Leo se incorporó, con las ideas confusas del recién despertado, mezclando sueños y realidad. Había habido movimiento, una figura, o quizá no. El teléfono estaba sonando. Sólo sonaba por trabajo. Miró su reloj: casi medianoche. Echó un vistazo a Raisa. Estaba despierta, esperando a que él cogiera el teléfono. Él murmuró una disculpa y se levantó. La puerta estaba abierta. ¿No la cerraban siempre antes de irse a dormir? Quizá no, no importaba. Se dirigió al pasillo.
Cogió el auricular. La voz al otro extremo era urgente, fuerte.
—¿Leo? Soy Nikolai.
Nikolai: el nombre no le decía nada. No contestó. Interpretando correctamente el silencio de Leo, el hombre continuó:
—¡Nikolai, tu antiguo jefe! Leo, ¿no te acuerdas? ¡Te di tu primera tarea! El sacerdote, ¿recuerdas, Leo?
Leo se acordó. Hacía mucho que no sabía nada de Nikolai. Aquel hombre no tenía importancia alguna ya en su vida y le molestó que llamara.
—Nikolai, es tarde.
—¿Tarde? ¿Qué te ha ocurrido? No empezábamos a trabajar hasta estas horas.
—Ya no.
—No, ya no.
La voz de Nikolai se alejó, antes de añadir:
—Tengo que verte.
Le patinaban las palabras. Estaba borracho.
—Nikolai, ¿por qué no la duermes y hablamos mañana?
—Tiene que ser esta noche.
Se le quebró la voz. Estaba a punto de llorar.
—¿Qué pasa?
—Ven a verme. Por favor.
Leo quería decir que no.
—¿Dónde?
—En tu oficina.
—Estaré ahí dentro de treinta minutos.
Leo colgó. Su enfado estaba mitigado por la inquietud. Nikolai no se habría puesto en contacto con él si no tuviera un motivo. Cuando volvió al dormitorio, Raisa estaba sentada. Leo se encogió de hombros y le dio una explicación.
—Un antiguo colega. Quiere que nos veamos. Dice que tiene que ser esta noche.
—¿Un colega? ¿De cuándo?
—De…
Leo no tuvo que terminar la frase.
—¿Y llama así, salido de la nada?
—Estaba borracho. Hablaré con él.
—Leo…
No terminó. Leo asintió.
—A mí tampoco me gusta.
Cogió su ropa y se cambió rápidamente. Casi listo para marcharse, al atarse los cordones de los zapatos vio algo debajo de la cama, algo en lo que se reflejaba la luz.
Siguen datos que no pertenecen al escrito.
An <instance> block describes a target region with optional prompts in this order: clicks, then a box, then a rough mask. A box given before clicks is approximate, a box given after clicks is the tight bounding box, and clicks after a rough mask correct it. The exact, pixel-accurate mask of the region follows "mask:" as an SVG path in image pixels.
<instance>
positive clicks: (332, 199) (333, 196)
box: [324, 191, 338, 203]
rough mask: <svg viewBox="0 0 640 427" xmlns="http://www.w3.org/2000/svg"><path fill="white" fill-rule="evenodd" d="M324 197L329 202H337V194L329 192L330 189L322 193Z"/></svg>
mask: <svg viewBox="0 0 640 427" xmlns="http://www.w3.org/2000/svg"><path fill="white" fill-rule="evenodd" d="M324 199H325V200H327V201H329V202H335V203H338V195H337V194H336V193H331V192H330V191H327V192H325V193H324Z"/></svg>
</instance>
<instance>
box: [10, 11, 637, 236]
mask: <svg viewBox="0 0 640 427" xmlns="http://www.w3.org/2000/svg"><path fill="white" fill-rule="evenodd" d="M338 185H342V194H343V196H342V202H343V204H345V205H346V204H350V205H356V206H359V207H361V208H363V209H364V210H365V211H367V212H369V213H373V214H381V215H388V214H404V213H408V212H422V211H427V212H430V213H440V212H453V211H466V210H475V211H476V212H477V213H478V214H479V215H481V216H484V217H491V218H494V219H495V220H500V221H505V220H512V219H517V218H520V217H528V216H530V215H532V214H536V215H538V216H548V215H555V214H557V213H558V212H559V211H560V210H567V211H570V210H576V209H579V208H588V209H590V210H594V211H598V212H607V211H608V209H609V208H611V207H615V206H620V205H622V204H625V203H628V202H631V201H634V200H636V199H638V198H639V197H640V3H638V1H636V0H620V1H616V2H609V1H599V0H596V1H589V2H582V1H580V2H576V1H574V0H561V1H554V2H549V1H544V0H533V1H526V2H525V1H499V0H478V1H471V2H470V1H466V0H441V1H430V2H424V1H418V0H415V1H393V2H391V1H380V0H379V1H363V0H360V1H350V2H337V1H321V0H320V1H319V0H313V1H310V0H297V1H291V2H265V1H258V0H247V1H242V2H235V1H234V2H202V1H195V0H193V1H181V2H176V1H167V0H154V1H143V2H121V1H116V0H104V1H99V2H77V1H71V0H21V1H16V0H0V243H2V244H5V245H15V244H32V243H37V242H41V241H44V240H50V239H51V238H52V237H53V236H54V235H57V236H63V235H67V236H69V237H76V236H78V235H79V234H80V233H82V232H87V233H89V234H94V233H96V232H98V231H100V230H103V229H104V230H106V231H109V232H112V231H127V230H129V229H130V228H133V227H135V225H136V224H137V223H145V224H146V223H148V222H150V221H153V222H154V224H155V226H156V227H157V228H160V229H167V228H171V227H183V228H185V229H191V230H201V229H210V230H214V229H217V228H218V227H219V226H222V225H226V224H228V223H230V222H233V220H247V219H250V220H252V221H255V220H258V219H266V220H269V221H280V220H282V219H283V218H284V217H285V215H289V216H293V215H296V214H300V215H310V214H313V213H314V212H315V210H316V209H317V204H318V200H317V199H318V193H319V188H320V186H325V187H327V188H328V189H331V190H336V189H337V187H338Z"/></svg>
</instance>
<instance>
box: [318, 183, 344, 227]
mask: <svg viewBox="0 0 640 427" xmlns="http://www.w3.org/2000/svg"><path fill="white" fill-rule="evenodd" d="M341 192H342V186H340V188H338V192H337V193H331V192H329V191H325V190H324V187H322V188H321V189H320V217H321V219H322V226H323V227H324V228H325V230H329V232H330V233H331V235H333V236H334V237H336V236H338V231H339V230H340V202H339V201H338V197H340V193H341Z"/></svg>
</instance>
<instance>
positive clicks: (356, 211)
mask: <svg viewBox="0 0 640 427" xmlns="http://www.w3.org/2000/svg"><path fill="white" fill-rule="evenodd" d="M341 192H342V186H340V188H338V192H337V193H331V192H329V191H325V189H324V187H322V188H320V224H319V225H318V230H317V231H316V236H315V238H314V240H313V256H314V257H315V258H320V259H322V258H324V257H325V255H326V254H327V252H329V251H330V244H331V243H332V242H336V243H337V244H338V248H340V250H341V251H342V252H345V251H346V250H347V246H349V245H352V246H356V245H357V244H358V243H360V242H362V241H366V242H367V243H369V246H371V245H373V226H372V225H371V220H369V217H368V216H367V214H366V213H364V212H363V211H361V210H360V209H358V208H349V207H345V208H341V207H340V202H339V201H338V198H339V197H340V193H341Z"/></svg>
Curioso, se movió hacia delante, agachándose. Raisa preguntó:
—¿Qué?
Era un gran cuchillo de cocina. Cerca de él había una marca en el suelo.
—¿Leo?
Tenía que habérselo enseñado.
—No es nada.
Cuando Raisa se inclinó para mirar, él se puso de pie, escondió el cuchillo tras la espalda y apagó la luz.
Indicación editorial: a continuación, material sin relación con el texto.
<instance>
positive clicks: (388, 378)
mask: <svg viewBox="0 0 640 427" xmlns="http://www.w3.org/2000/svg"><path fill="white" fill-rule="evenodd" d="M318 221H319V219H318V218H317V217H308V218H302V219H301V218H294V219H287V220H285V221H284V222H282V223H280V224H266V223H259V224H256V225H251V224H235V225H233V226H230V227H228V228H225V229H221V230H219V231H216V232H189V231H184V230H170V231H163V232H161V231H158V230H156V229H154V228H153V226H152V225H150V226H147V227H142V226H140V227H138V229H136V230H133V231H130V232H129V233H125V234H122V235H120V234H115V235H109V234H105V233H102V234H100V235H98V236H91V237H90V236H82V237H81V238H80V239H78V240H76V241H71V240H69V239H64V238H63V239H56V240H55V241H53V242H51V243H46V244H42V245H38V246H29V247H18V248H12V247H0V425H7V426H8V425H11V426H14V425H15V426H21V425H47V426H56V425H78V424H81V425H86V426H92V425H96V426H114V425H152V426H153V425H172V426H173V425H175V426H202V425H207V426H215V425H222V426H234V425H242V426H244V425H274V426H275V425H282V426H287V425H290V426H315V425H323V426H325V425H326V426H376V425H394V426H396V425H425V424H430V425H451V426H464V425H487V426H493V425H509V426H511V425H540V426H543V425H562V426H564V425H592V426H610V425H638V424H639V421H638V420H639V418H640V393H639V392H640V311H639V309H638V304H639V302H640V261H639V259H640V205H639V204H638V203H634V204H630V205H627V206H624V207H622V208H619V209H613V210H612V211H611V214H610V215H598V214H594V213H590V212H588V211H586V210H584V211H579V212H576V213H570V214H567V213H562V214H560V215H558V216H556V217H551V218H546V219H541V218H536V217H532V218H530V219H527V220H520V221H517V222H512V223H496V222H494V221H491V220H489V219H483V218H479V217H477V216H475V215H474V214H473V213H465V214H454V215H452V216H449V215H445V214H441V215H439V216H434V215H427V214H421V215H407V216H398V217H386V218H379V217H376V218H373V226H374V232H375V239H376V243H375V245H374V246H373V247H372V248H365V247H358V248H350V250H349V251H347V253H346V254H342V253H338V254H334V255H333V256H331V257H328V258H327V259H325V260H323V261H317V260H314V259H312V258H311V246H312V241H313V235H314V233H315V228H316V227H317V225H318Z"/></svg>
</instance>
En el pasillo puso la hoja plana contra la palma de su mano. Echó un vistazo al dormitorio de sus hijas. Avanzó hacia la puerta y la empujó con suavidad. La habitación estaba a oscuras. Las dos niñas estaban en la cama, dormidas. Al retirarse, cerrando silenciosamente la puerta, sonrió ante la respiración lenta y ligera de Elena al dormir. Hizo una pausa para escuchar con atención. No oía ningún ruido del lado de Zoya: estaba conteniendo la respiración.